Ctenopoma multispine, known as the many-spined ctenopoma or climbing perch, is an African freshwater fish. It is up to 14 cm long and occurs in the Lufira River, Lualaba River, Upemba River, Luapula-Moero in the Democratic Republic of the Congo, Upper Zambezi in Zambia and Okavango River-Lake Ngami in Angola and Botswana. It is also known from the Kafue, rivers of coastal Mozambique, Cuanza River in Angola, and southern tributaries of the Congo River system.
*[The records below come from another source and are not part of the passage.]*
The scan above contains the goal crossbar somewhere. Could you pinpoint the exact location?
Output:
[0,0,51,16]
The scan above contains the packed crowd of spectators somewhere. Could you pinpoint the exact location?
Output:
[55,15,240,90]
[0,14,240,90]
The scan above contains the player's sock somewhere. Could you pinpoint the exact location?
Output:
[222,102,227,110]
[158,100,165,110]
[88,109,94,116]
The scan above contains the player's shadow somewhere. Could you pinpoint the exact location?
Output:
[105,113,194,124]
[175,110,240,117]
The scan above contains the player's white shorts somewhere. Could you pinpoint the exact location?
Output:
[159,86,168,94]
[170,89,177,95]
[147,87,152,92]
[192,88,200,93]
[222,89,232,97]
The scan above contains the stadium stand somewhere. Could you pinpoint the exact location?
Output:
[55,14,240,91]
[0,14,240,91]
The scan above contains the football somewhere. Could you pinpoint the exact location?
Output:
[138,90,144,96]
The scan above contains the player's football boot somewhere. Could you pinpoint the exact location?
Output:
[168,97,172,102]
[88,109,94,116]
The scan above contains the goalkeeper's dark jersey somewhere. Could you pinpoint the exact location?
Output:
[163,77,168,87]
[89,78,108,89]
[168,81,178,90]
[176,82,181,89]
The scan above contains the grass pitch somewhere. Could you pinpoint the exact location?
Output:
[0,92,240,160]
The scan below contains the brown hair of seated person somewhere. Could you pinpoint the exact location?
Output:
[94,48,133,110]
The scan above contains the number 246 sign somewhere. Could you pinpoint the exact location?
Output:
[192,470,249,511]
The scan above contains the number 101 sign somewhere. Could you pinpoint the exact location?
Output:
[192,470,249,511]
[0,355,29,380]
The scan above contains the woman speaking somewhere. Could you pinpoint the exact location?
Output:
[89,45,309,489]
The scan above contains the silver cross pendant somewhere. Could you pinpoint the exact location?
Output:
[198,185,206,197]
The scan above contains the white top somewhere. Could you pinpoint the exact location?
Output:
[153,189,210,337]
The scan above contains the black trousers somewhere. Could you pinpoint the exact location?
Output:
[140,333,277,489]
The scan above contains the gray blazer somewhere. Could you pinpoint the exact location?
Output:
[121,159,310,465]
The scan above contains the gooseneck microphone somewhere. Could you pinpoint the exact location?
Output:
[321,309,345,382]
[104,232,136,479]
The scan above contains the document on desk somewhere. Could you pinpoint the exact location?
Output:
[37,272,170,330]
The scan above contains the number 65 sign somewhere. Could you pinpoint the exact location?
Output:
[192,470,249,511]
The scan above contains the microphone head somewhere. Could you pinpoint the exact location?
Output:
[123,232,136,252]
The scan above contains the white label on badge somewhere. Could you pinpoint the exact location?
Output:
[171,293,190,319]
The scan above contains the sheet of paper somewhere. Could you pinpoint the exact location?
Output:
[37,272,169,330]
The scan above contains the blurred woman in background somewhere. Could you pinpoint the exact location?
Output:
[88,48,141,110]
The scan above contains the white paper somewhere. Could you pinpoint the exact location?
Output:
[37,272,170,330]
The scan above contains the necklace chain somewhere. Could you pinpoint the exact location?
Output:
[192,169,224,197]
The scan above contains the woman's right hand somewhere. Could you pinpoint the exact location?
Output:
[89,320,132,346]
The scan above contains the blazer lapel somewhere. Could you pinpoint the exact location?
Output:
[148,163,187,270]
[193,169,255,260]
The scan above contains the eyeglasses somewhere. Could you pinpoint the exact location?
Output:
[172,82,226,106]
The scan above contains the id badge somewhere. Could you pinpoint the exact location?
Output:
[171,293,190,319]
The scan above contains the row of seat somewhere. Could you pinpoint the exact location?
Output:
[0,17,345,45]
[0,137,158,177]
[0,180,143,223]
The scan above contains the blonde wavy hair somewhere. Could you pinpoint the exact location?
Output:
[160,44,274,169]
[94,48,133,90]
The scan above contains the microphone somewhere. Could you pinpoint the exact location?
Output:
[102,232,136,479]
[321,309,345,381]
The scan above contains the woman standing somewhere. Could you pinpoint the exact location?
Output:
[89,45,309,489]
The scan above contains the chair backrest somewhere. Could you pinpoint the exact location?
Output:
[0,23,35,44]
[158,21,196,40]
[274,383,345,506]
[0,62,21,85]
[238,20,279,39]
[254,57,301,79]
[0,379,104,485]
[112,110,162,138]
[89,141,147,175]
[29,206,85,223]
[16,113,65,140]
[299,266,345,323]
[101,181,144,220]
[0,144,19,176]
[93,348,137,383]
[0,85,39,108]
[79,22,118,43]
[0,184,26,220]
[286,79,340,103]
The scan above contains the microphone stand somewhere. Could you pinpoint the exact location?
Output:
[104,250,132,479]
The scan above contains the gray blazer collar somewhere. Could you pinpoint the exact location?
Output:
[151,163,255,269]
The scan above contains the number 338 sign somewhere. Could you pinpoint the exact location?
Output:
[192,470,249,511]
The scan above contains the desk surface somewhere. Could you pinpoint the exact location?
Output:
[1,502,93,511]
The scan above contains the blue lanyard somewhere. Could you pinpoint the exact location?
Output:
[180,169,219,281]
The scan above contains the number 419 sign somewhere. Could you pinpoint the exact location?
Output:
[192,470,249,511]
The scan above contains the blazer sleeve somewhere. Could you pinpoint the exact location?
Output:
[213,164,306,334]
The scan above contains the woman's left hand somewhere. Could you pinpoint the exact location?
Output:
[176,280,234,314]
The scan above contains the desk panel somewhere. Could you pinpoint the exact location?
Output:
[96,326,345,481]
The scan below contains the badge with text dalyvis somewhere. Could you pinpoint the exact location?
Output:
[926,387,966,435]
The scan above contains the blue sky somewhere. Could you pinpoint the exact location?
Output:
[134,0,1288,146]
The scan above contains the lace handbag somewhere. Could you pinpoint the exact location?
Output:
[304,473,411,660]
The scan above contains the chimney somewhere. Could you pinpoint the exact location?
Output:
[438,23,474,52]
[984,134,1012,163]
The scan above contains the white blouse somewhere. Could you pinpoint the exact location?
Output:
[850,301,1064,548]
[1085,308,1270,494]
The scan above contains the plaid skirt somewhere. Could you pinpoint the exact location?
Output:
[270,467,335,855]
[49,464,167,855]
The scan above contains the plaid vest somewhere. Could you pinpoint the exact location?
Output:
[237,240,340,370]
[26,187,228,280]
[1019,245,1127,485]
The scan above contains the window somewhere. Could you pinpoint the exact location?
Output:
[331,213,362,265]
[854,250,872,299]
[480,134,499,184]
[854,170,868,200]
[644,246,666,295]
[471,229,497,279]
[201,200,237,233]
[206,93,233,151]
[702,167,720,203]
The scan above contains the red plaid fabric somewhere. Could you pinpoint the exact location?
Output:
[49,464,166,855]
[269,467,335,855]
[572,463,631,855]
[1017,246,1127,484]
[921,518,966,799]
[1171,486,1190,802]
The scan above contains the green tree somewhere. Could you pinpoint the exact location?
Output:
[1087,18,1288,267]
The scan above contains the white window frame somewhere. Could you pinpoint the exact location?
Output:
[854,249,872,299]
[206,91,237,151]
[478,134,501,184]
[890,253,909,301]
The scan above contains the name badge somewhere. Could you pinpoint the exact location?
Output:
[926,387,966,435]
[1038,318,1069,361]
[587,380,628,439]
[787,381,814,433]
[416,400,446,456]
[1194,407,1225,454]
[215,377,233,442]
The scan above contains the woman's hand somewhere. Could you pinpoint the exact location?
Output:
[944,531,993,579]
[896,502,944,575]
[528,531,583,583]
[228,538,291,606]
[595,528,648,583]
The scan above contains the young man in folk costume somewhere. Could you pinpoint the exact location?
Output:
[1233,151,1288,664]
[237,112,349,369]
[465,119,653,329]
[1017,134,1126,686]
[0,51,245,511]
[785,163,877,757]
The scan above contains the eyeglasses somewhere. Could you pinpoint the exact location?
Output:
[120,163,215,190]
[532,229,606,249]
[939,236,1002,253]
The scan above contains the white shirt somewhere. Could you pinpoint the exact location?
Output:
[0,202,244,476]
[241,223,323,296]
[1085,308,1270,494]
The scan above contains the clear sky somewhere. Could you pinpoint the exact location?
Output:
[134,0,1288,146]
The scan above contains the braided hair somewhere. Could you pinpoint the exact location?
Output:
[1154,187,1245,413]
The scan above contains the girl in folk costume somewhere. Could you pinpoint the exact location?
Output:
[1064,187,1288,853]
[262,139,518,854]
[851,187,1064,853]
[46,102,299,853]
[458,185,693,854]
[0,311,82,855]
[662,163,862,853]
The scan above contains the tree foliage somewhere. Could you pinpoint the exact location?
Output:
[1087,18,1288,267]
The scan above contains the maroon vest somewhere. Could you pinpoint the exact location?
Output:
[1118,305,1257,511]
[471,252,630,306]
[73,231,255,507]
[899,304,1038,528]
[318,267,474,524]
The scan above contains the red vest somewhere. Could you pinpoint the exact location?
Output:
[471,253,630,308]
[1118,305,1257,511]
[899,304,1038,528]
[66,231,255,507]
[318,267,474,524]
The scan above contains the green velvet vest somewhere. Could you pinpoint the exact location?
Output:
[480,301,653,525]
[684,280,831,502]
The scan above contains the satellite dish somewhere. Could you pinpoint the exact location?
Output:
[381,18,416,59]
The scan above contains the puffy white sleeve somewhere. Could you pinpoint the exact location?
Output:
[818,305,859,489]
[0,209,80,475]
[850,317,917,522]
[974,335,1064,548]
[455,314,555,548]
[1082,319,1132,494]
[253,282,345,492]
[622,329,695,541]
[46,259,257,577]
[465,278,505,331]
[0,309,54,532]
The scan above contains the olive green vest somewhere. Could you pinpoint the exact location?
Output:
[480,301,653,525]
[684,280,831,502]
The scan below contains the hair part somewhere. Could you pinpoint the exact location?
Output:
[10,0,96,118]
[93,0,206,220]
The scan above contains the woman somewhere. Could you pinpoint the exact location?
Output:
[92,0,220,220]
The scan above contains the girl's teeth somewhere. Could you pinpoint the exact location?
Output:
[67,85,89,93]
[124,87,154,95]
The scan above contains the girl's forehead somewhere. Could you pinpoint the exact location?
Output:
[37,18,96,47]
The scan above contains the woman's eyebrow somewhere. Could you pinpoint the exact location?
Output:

It may be found in well-vegetated riverine backwaters, floodplain lagoons, swamps, and isolated pans. This cryptically coloured species feeds on a wide range of prey, including smaller fish, crustaceans, and insects, and hunts by slow stalking. Adults gather in large groups to breed, after which eggs are scattered in suitable places, with no further parental care. The species is capable of surviving in warm, shallow water and may move across high ground in search of better sites in wet weather or at night. This can occur in some numbers and in the Zambezi this species has been observed leaving the river out into freshly flooded grasslands in relatively large numbers, for example 62 specimens were counted from a single mat of vegetation which had been grounded on the riverbank. A study in the Okavango Delta of Botswana this species, and another Anabantid species Microctenopoma intermedium, were found to be the hosts of five species of Trichodinid ectoparasites, four of which were new to science.

This species was formally described by the German naturalist Wilhelm Peters in 1844 with the type locality given as Quellimane, Mozambique. It is the type species of the genus Ctenopoma.